第21話 不具合

「お前ら、歩くの速くねぇか?」


 空は木にもたれかかりながら言った。


「ん?あぁ?そうか?これが普通だと思ってた」


 飛影はスタスタと山の中を歩きながら言った。


「お前らの普通は全然普通じゃねえよ。ったく紅花もなんか言ってくれよ」


 私にも話を振ってきた。


「私もこれが普通だから何も言えないわ。でも空ならこれぐらい簡単に出来ると思ったんだけど」


 と言うと空は


「いやまぁちょっと速いなって思っただけだから別についていけないことはねぇし」


 と強がりを言った。


私も空の扱いが少しずつ分かってきたなと思い、少し笑みがこぼれた。


「ま、ちょうどいいやこの辺で今日は休むか。空もだいぶ疲れてるみたいだしな」


 飛影はそう言って座った。それを聞いた空は


「俺はまだ平気だぜ、このまま伊織村に行けるぐらいの体力はある」


 強がって言ったがだいぶ足に疲れが見える。


「そう強がるな空。それに休憩するのはお前のためだけじゃない。今は黒の月の情報が少なすぎるんだ。部隊単位で動いてるならまだしも今は三人だ。
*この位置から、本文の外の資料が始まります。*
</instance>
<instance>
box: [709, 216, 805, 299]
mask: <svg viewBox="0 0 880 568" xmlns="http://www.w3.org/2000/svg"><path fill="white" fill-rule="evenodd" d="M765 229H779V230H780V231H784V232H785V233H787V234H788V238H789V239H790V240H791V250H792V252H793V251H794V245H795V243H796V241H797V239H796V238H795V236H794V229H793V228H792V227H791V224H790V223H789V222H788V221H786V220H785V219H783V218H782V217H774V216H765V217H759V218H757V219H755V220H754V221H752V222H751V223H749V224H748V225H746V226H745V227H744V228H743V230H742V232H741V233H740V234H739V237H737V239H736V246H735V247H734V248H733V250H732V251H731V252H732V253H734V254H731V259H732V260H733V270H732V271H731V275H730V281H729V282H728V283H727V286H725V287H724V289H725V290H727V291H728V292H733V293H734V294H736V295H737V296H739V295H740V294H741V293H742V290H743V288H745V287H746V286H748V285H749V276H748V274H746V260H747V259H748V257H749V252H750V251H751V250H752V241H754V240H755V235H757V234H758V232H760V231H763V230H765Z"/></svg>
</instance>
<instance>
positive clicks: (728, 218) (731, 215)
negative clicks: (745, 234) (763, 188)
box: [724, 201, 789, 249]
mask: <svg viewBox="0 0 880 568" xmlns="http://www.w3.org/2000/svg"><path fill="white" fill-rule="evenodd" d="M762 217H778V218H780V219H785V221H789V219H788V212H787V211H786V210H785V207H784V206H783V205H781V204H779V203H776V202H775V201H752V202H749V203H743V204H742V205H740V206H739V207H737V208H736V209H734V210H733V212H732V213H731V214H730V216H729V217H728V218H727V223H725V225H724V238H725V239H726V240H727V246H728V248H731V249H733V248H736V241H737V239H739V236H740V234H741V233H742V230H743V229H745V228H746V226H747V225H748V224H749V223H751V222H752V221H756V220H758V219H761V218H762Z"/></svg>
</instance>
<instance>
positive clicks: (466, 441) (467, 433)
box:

他の味方とのつながりが無い分、慎重に行かなきゃいけない。休憩はそのためだ」


 飛影は空をなだめるように言った。


「お、おう……そんな考えがあったのか。じゃあ」


 と言って空は岩の上に座った。


「そう言えば飯とかどうすんの?」


 空は飛影を見て言った。


「ん?その辺にあるもんを適当に」


 空は辺りを指さした。


「適当にって雑だな。なんか探しながら歩いてくればよかったぜ」


 空はがっかりした。


「しょうがねぇな……紅花、この辺になんかいるか?」


 飛影が私に言ってきた。


「探してみるわ」


 私は目を紅くして視野を広げ森を見渡した。


 その様子を空と飛影は静かに見ていた。


「いた……三百メートル先に鹿がいるわ」


 私は見失わないように、目はそのままで鹿がいた方向を指さして言った。


「おっいいね。鹿肉か、うめぇんだよな」


 飛影はにやりと笑い言葉を続けた。


「じゃあ空、狩りに行くか」


 空はおうと言って立ち上がった。


「こっちだよな……あれ?なんだこれあのときみたいだ」


 空は左目を手で抑えて困惑した様子を見せた。


「どうしたの?」


 私は鹿から目を離さないようにしながら聞いた。


「いや、その……鹿がはっきりと視えるんだ。他の木とか草が薄くなって鹿だけが鮮明に視える。あいつに矢を当てたときもそう視えてたんだ」


 空は自分の状況を説明した。飛影は興味深そうに聞いていた。


「なんかこれ視界がいつもと違うから気持ち悪くなってくるな……」


 片目だけ焦点が合わなくなっているのか、空の足元は少しふらふらしている。


「大丈夫?」


 私は空に声をかける。


「いや、ちょっとやばいかもしれない。いつも通りに戻そうとしても全然戻らねぇ……」


 空はその場に座り込んだ。


「左目だけ閉じればいいんじゃねぇか?」


 飛影は空にそう提案する。


「多分空の目は特定の生物を認識できる範囲内で視ることが出来るみたいな感じだと思う。認識しても目を閉じれば見えてないのと同じだから治るはずだ」


 飛影は空の目の能力についての仮説を説明した。


 飛影が言っていることが正しければ、私の目とかなり相性がいい。


「あぁ……何言ってるかよく分かんねぇけど、とりあえず閉じてみる」


 空は左目をぎこちなく閉じた。


「片目だけ閉じるってむずいな……お?でも治ったみてぇだ」


 空は立ち上がった。


「それで、飛影が言ってたこと半分も理解できなかったんだけど、詳しく聞いていいか?」


「とりあえず鹿捕まえてからにしようぜ。せっかく大物がいるのに逃すのはもったいねぇよ」


「あぁそうだな。すっかり忘れてたぜ」


 本来の目的を思い出した私たちは鹿狩りに山道を進んだ。